Re: consistency of StaticWordValueEncoder
Thanks! Is that standard practice or do people typically serialize their encoders and then load the binaries later? On Wed, Jan 7, 2015 at 5:25 PM, Ted Dunning ted.dunn...@gmail.com wrote: On Wed, Jan 7, 2015 at 2:20 PM, chirag lakhani chirag.lakh...@gmail.com wrote: In the Mahout in Action book I got the impression that the term memo will seed the random number generator and I wanted to confirm that means I will have consistency if I deploy this vectorizer in both my Hadoop environment as well as my Java app. In particular, I am fixing the vector size to be of length FEATURES and I am using memo as the name of my encoder. Will those two things guarantee consistency of my text vectorization? It should do. Anything else would be a bug (which is, of course, possible)
consistency of StaticWordValueEncoder
I am trying vectorize text data for a Naive Bayes classifier that will be trained in Hadoop and then the corresponding model will be deployed in a Java app. My basic approach is to tokenize a string of text data using Lucene and then encode each token using a StaticWordValueEncoder here are the relevant code snippets private static FeatureVectorEncoder memoEncoder = new StaticWordValueEncoder(memo); Vector v = new RandomAccessSparseVector(FEATURES); StringReader reader = new StringReader(text); StandardTokenizer source = new StandardTokenizer(Version.LUCENE_46, reader); ShingleFilter sf = new ShingleFilter(source); sf.setOutputUnigrams(true); CharTermAttribute charTermAttribute = sf.addAttribute(CharTermAttribute.class); sf.reset(); while (sf.incrementToken()) { memoEncoder.addToVector(charTermAttribute.toString(), 1,v); } In the Mahout in Action book I got the impression that the term memo will seed the random number generator and I wanted to confirm that means I will have consistency if I deploy this vectorizer in both my Hadoop environment as well as my Java app. In particular, I am fixing the vector size to be of length FEATURES and I am using memo as the name of my encoder. Will those two things guarantee consistency of my text vectorization?

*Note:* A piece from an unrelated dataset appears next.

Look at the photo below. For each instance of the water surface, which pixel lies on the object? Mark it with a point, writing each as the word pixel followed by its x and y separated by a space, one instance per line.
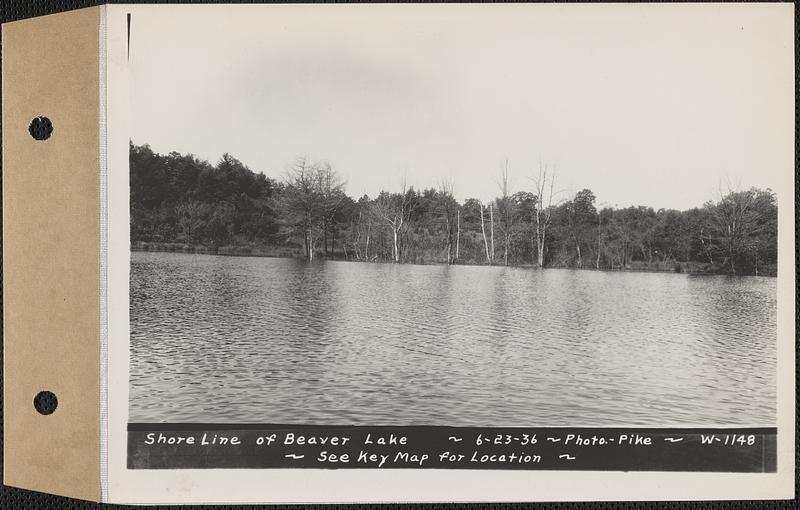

Re: consistency of StaticWordValueEncoder
On Wed, Jan 7, 2015 at 2:20 PM, chirag lakhani chirag.lakh...@gmail.com wrote: In the Mahout in Action book I got the impression that the term memo will seed the random number generator and I wanted to confirm that means I will have consistency if I deploy this vectorizer in both my Hadoop environment as well as my Java app. In particular, I am fixing the vector size to be of length FEATURES and I am using memo as the name of my encoder. Will those two things guarantee consistency of my text vectorization? It should do. Anything else would be a bug (which is, of course, possible)